Hellen nampak begitu lelah. Sepertinya selama aku pergi, gadis itu sibuk memikirkan kejadian malam itu dan sibuk menangis serta menyalahkan diri sendiri sehingga dia tidak cukup merawat diri sendiri seperti yang biasa dilakukannya.
“Tidurlah Hellen. Kau harus menjaga tubuhmu sendiri agar kerutan di wajahmu tidak semakin parah,” ujarku dengan lembut. Aku yakin Hellen kelelahan sekarang. Aku ingin Hellen bisa tidur dengan nyenyak malam ini setelah melihatku kembali dengan selamat.

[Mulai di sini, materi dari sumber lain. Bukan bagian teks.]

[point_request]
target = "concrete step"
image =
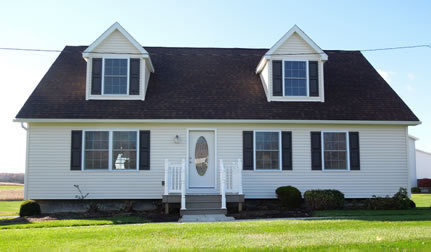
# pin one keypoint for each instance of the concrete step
(205, 218)
(203, 198)
(203, 211)
(203, 204)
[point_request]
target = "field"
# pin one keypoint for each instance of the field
(357, 230)
(9, 191)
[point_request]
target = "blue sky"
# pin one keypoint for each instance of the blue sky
(254, 24)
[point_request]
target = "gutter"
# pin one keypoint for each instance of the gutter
(217, 121)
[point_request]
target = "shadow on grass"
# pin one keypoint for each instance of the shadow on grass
(79, 220)
(417, 214)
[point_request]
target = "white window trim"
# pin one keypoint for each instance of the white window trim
(279, 151)
(347, 150)
(103, 75)
(109, 151)
(306, 76)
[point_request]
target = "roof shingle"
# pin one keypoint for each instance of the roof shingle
(216, 83)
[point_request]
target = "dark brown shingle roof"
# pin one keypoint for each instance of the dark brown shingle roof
(217, 83)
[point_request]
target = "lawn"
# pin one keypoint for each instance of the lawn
(422, 200)
(275, 234)
(356, 229)
(9, 208)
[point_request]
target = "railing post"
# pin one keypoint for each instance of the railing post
(222, 185)
(239, 170)
(166, 177)
(183, 184)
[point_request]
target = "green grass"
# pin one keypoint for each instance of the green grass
(11, 187)
(356, 229)
(422, 199)
(275, 234)
(9, 208)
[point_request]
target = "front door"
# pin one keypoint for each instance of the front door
(201, 161)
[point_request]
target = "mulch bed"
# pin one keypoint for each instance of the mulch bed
(261, 214)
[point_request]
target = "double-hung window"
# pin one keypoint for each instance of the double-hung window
(110, 150)
(335, 151)
(295, 78)
(267, 150)
(115, 76)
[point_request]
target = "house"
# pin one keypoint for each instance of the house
(423, 164)
(213, 125)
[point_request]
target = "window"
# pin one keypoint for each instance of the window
(96, 150)
(115, 77)
(295, 78)
(335, 151)
(124, 150)
(267, 150)
(110, 150)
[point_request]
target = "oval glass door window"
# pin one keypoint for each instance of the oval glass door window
(201, 156)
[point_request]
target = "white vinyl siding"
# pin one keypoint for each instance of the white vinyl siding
(295, 44)
(383, 162)
(116, 43)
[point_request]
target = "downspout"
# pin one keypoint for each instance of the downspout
(26, 160)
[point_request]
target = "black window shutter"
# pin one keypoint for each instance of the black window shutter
(286, 146)
(277, 78)
(134, 76)
(247, 150)
(96, 77)
(316, 151)
(313, 78)
(355, 163)
(76, 150)
(144, 150)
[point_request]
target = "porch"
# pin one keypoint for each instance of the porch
(209, 199)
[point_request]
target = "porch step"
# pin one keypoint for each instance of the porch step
(205, 218)
(195, 198)
(203, 211)
(203, 204)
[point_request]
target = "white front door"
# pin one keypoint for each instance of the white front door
(201, 161)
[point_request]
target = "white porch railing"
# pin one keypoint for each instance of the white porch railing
(230, 179)
(175, 179)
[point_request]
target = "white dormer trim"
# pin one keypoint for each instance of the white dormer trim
(295, 29)
(290, 50)
(90, 51)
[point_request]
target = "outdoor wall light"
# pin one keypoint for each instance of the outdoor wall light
(177, 139)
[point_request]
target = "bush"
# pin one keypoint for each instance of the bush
(424, 182)
(399, 201)
(29, 208)
(416, 190)
(289, 196)
(324, 199)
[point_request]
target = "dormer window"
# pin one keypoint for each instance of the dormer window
(115, 76)
(295, 78)
(118, 67)
(292, 70)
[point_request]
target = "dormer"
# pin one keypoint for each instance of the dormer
(292, 70)
(118, 67)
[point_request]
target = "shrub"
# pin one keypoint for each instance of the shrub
(424, 182)
(324, 199)
(416, 190)
(29, 208)
(289, 196)
(399, 201)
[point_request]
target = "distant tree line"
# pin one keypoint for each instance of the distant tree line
(12, 177)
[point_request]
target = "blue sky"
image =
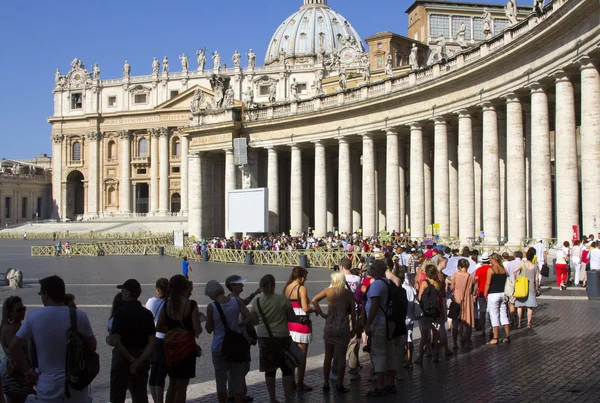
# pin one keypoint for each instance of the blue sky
(40, 36)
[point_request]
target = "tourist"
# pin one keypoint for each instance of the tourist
(158, 364)
(180, 321)
(48, 326)
(133, 336)
(272, 314)
(13, 382)
(301, 332)
(462, 291)
(383, 352)
(531, 272)
(340, 318)
(223, 315)
(494, 290)
(185, 268)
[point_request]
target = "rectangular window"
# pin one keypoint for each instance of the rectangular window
(439, 25)
(7, 207)
(76, 101)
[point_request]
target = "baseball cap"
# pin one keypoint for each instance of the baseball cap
(235, 279)
(131, 285)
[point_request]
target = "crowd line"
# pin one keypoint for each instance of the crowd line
(449, 294)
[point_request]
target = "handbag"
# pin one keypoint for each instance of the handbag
(292, 356)
(521, 285)
(235, 346)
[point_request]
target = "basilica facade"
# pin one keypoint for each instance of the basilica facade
(484, 120)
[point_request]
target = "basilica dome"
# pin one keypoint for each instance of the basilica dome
(312, 28)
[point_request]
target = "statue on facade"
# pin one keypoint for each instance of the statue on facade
(165, 65)
(126, 69)
(236, 58)
(155, 66)
(201, 57)
(413, 59)
(511, 12)
(184, 63)
(216, 61)
(217, 84)
(249, 97)
(388, 66)
(251, 59)
(294, 89)
(460, 35)
(96, 72)
(229, 97)
(488, 24)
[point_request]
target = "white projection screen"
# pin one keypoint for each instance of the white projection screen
(248, 210)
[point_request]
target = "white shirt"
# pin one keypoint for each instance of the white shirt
(48, 328)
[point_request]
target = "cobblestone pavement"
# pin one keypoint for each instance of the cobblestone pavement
(556, 361)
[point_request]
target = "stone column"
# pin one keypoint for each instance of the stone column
(590, 144)
(164, 171)
(154, 134)
(93, 178)
(515, 170)
(125, 185)
(296, 208)
(392, 183)
(320, 190)
(541, 179)
(466, 189)
(369, 209)
(490, 175)
(441, 200)
(230, 185)
(417, 180)
(195, 195)
(57, 164)
(184, 173)
(565, 146)
(344, 187)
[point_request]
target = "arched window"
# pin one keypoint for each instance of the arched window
(176, 147)
(143, 147)
(76, 151)
(112, 150)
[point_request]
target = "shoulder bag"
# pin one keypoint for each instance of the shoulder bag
(293, 356)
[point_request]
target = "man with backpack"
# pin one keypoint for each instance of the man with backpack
(49, 329)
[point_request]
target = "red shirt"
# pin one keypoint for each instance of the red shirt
(481, 275)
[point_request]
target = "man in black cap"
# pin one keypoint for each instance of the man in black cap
(133, 335)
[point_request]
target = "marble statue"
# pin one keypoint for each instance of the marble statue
(229, 97)
(294, 89)
(201, 57)
(96, 72)
(272, 92)
(511, 12)
(126, 69)
(184, 63)
(155, 66)
(236, 58)
(218, 86)
(251, 59)
(488, 24)
(216, 61)
(413, 59)
(249, 97)
(460, 35)
(388, 66)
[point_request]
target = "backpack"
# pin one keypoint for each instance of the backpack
(82, 364)
(429, 302)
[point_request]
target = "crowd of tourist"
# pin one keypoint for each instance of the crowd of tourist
(449, 294)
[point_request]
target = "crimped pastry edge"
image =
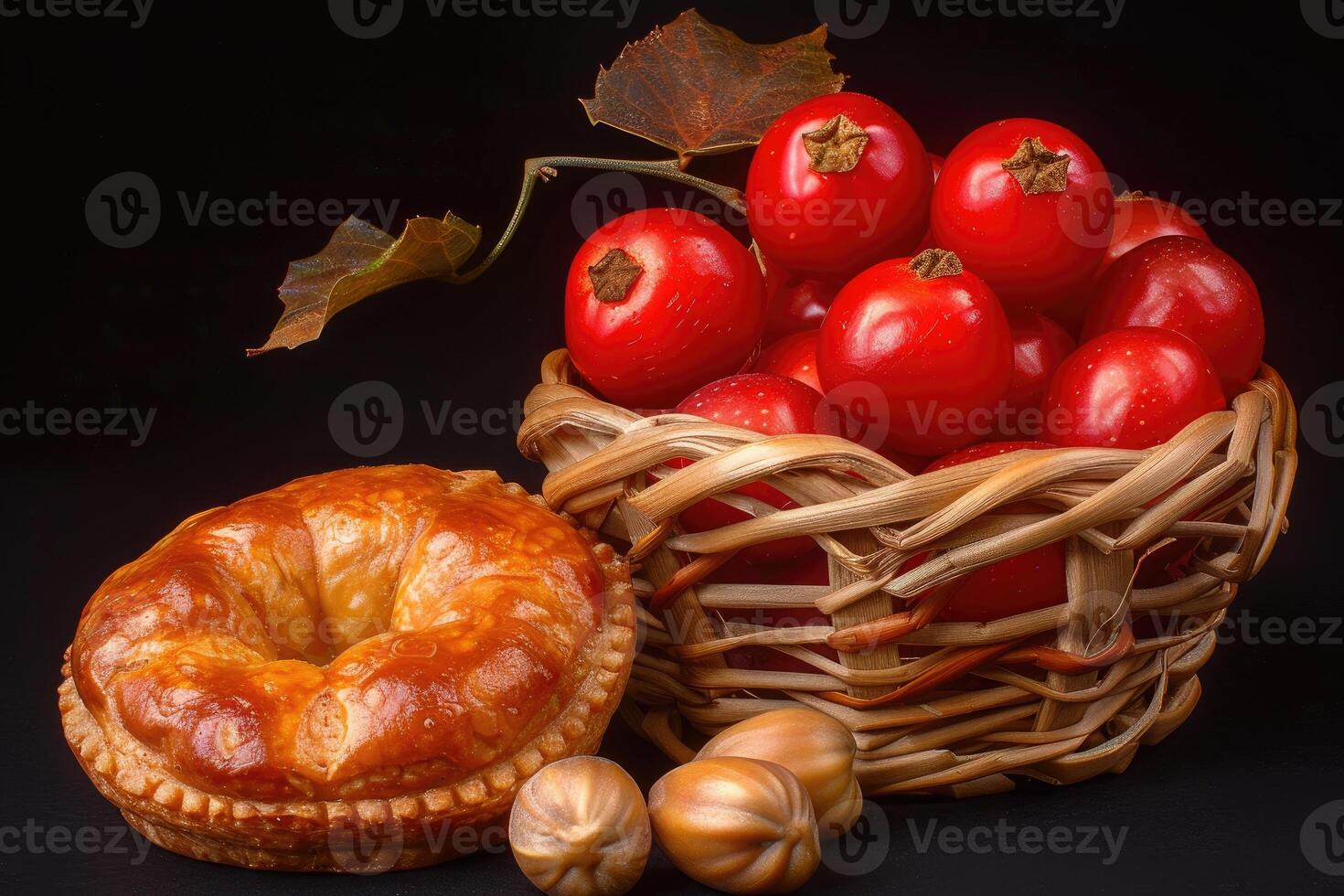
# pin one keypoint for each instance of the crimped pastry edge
(357, 835)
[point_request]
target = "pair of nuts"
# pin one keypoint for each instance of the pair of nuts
(743, 817)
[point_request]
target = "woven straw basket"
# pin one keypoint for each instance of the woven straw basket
(948, 709)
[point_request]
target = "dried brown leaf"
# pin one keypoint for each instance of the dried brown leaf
(699, 89)
(359, 261)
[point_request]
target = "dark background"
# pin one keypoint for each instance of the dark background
(240, 100)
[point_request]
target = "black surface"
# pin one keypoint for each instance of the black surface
(240, 100)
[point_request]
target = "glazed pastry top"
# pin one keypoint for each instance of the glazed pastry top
(346, 635)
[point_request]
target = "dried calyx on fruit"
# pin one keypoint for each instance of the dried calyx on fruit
(580, 827)
(837, 145)
(738, 825)
(811, 744)
(1038, 169)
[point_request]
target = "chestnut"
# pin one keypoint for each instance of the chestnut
(580, 827)
(814, 746)
(738, 825)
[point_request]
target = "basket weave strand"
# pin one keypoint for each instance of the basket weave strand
(951, 709)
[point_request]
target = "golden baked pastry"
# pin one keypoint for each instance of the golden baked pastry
(351, 672)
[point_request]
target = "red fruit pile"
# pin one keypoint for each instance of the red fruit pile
(920, 305)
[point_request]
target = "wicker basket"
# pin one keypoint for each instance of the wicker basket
(948, 709)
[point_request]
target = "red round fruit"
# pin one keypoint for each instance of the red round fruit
(839, 182)
(763, 403)
(983, 450)
(794, 357)
(809, 570)
(1018, 584)
(1138, 219)
(926, 344)
(1029, 208)
(659, 301)
(794, 303)
(1040, 347)
(1141, 218)
(1131, 389)
(1192, 288)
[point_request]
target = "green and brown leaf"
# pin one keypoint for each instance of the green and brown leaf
(359, 261)
(699, 89)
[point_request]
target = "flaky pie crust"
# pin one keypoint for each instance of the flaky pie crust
(382, 816)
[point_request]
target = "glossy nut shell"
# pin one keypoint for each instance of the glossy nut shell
(738, 825)
(811, 744)
(580, 827)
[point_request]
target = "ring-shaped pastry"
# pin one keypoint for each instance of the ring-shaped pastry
(352, 672)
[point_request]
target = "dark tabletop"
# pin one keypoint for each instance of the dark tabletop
(1230, 106)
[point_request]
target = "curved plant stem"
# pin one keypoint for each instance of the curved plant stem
(542, 169)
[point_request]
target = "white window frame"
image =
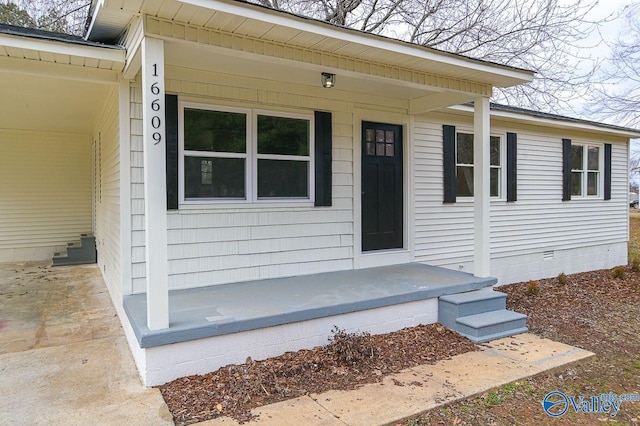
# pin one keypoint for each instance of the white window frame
(502, 175)
(585, 171)
(251, 156)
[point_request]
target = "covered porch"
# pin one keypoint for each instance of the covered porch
(214, 326)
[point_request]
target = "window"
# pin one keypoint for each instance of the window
(464, 165)
(236, 154)
(585, 170)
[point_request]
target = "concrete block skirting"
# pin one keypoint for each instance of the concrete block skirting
(168, 362)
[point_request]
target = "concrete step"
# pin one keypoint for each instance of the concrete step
(488, 326)
(78, 253)
(453, 306)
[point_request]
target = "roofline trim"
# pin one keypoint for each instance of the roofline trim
(61, 47)
(285, 19)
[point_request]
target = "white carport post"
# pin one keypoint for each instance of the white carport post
(155, 206)
(481, 188)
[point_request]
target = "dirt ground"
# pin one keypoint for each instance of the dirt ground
(598, 311)
(593, 311)
(345, 363)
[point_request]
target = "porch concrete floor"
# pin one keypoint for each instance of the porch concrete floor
(229, 308)
(63, 355)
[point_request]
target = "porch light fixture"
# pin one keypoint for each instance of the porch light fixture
(328, 80)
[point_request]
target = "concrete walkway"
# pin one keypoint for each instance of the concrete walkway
(63, 356)
(64, 361)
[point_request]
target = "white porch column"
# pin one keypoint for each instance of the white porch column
(481, 188)
(155, 206)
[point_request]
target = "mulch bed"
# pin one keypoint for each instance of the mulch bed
(591, 310)
(594, 311)
(346, 362)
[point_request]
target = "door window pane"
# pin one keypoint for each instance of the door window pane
(494, 182)
(390, 150)
(214, 177)
(592, 183)
(214, 131)
(494, 150)
(283, 178)
(282, 135)
(389, 136)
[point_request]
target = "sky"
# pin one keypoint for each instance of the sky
(597, 46)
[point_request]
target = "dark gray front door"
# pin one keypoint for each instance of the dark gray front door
(382, 199)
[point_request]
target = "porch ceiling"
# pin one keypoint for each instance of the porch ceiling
(45, 103)
(193, 56)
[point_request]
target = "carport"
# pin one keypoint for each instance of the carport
(53, 89)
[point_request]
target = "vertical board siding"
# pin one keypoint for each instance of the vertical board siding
(210, 245)
(539, 220)
(107, 208)
(45, 192)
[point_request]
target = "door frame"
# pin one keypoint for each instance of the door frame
(393, 256)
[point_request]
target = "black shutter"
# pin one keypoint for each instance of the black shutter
(566, 169)
(449, 163)
(171, 129)
(607, 171)
(323, 159)
(512, 167)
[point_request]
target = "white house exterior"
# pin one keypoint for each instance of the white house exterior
(161, 135)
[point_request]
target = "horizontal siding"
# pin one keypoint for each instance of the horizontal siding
(45, 192)
(107, 197)
(539, 221)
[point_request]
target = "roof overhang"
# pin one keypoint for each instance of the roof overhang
(54, 82)
(253, 22)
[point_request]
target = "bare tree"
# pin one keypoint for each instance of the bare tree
(66, 16)
(543, 36)
(617, 98)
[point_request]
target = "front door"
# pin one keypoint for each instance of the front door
(382, 225)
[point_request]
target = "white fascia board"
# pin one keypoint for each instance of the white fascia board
(516, 76)
(63, 71)
(97, 5)
(62, 48)
(555, 123)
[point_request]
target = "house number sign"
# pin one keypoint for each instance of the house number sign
(156, 105)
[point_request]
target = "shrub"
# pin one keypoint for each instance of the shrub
(349, 348)
(618, 272)
(562, 278)
(533, 288)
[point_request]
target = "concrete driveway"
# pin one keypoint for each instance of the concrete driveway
(63, 355)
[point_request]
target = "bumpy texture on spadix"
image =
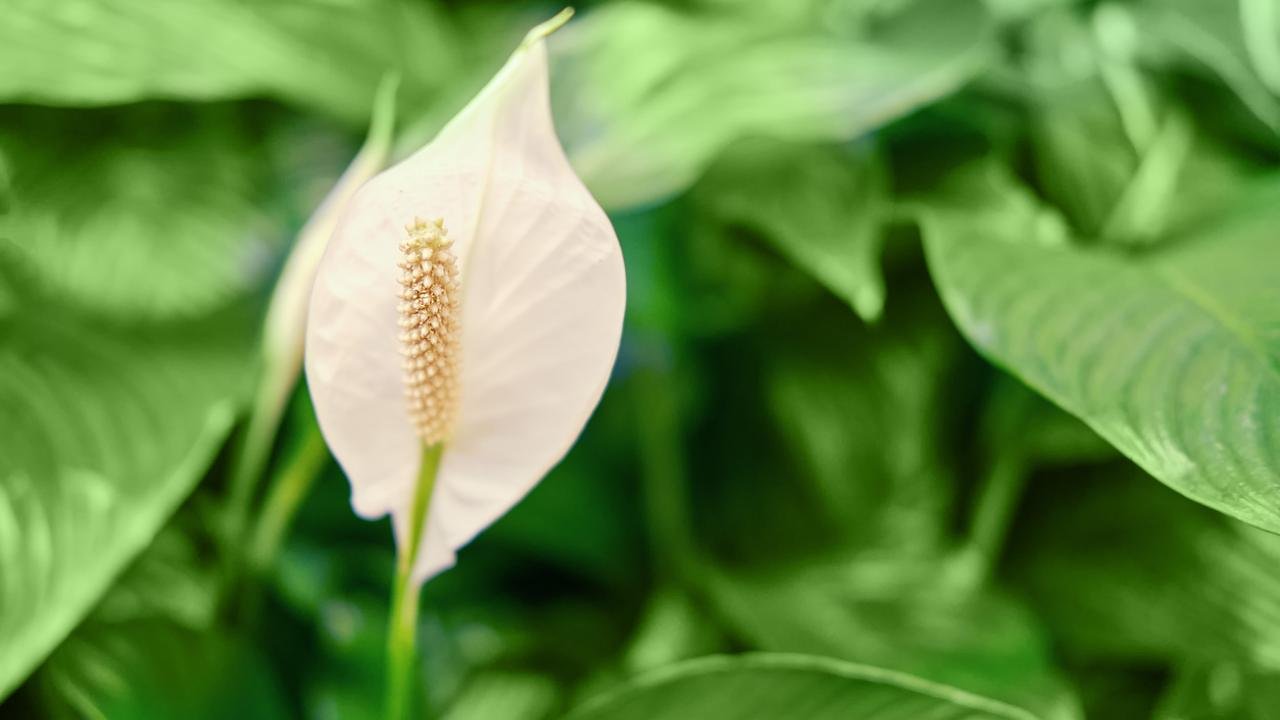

“Kau menyebalkan, Danny. Baiklah. Aku akan tidur sekarang. Selamat malam!” ucap Hellen yang lalu menutup pintu jendelanya dengan wajah yang masih cemberut. Aku tersenyum geli melihatnya. Meski Hellen merasa kesal, namun gadis itu tetap berpamitan tidur padaku. Manis bukan? Hahaha.
Aku menggelengkan kepala dan tertawa dalam hati. Kulihat Hellen benar-benar menutup jendela sekaligus tirainya. Telinga tajamku bisa mendengar gadis itu menaiki ranjang dari gerakannya yang menyentak kesal. Dasar. Pikirku merasa gemas sendiri dengan Hellen. Aku kembali terdiam di tempat setelahnya. Merasakan udara dingin yang datang dari luar jendela dan menerpa wajahku.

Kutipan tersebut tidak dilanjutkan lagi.